In the unlikely event that I find myself sitting opposite Magnus Carlsen in my next Thames Valley League match, God will tell me at the start of the game that I have a drawn position. At some point, probably sooner rather than later, She’ll tell me I have a lost position. This will happen as a result of one of my moves, not as a result of one of Magnus’s moves. The move that swings the game in his favour may be brilliant, spectacular, extremely subtle, or very hard to find, but it will be my mistake, not Magnus’s rejoinder, that decides the game. You see, in mathematical terms, there are no good moves in chess, only acceptable moves and bad moves. Early on in the game each of us will have a choice of some moves which retain the status quo and other moves that lead to a lost position. Once I play a move that tips the balance in Magnus’s favour I will only be able to choose different ways of losing, some more tenacious than others. Magnus, on the other hand, will have some (or all) moves that retain a winning position, some (or no) moves which will turn the game into a draw and some (or no) moves which lose the game.

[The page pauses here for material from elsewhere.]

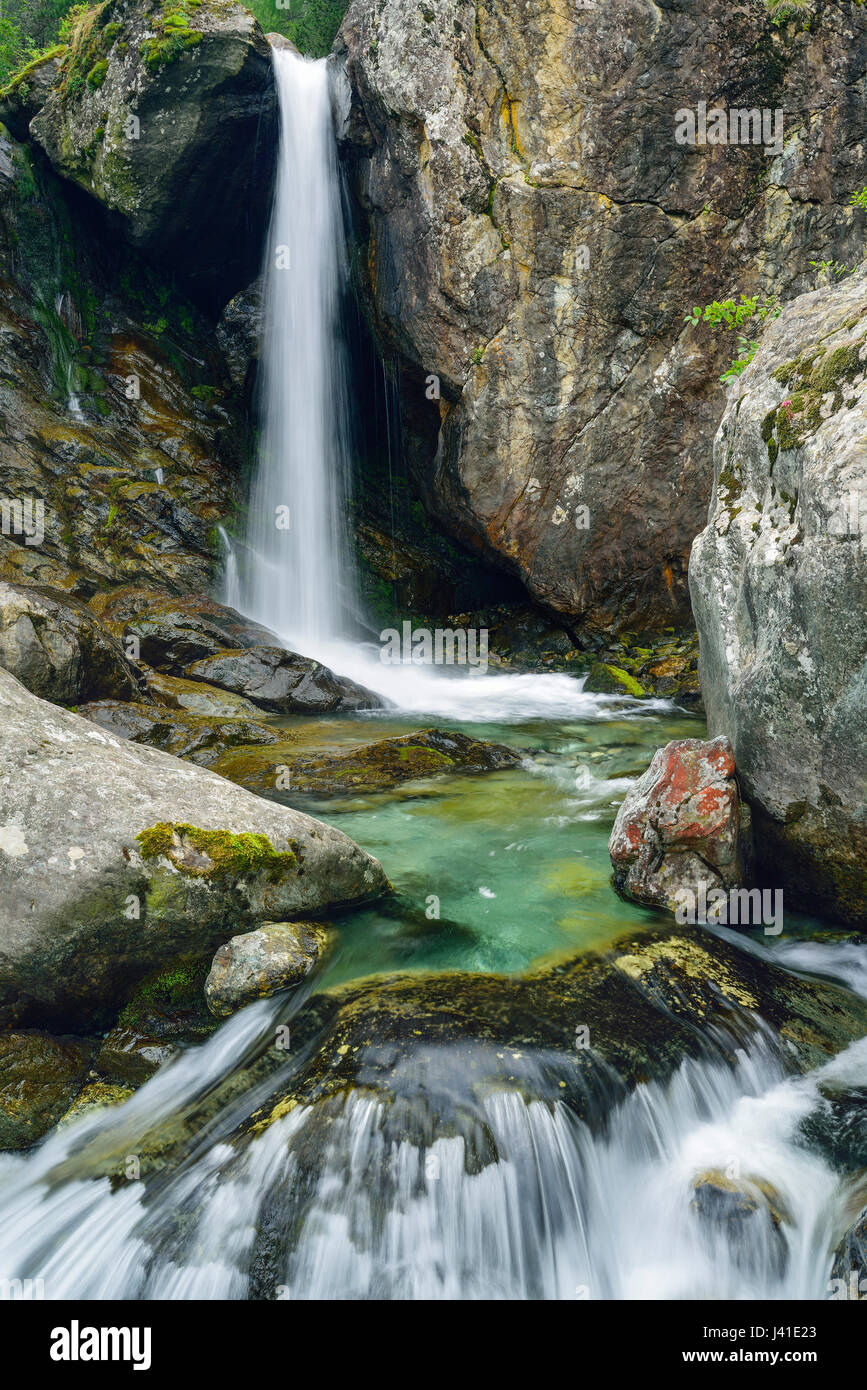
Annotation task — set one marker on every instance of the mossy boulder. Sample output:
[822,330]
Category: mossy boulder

So how should this affect the way we teach chess? I tell my pupils that I’m not like other teachers. Other teachers will teach you how to play good moves, but I’ll teach you how not to play bad moves. If you never play any bad moves you’ll never lose. Carlsen, Houdini and Stockfish will hold no terrors for you.

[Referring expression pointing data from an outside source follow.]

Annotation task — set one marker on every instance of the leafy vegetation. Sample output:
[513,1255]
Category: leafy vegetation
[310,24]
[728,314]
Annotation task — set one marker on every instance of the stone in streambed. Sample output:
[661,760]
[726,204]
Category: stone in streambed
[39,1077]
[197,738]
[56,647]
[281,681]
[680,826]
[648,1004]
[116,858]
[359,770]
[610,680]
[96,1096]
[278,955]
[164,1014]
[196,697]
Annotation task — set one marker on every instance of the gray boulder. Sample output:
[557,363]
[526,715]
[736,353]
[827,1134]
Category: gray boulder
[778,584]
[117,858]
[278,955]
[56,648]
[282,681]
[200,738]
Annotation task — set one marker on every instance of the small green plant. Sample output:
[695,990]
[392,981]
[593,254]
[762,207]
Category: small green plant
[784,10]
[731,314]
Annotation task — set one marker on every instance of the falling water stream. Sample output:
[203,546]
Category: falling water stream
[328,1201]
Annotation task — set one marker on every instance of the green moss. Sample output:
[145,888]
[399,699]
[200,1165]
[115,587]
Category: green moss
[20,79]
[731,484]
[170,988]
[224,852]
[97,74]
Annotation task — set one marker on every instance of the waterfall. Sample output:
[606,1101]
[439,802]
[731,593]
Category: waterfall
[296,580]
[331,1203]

Regular readers will be aware that I’m sceptical of the value of demonstrating master games to young children. That, given the way young children process information, this approach will either have no effect or leave your audience confused. What I prefer to do is demonstrate a game in which a clear mistake was made and explain what the mistake was and how to avoid it. I will often use games played by the children themselves: children find it easier to relate to or take an interest in games played by themselves or their friends. You can’t do this with complete beginners who are still playing random moves, but once children understand the underlying logic of chess and can, at least in theory, play a game without making simple oversights, this approach can be very effective. This is one reason why we get children at Richmond Junior Club to record their games and hand in the scoresheets once they’ve reached the appropriate level.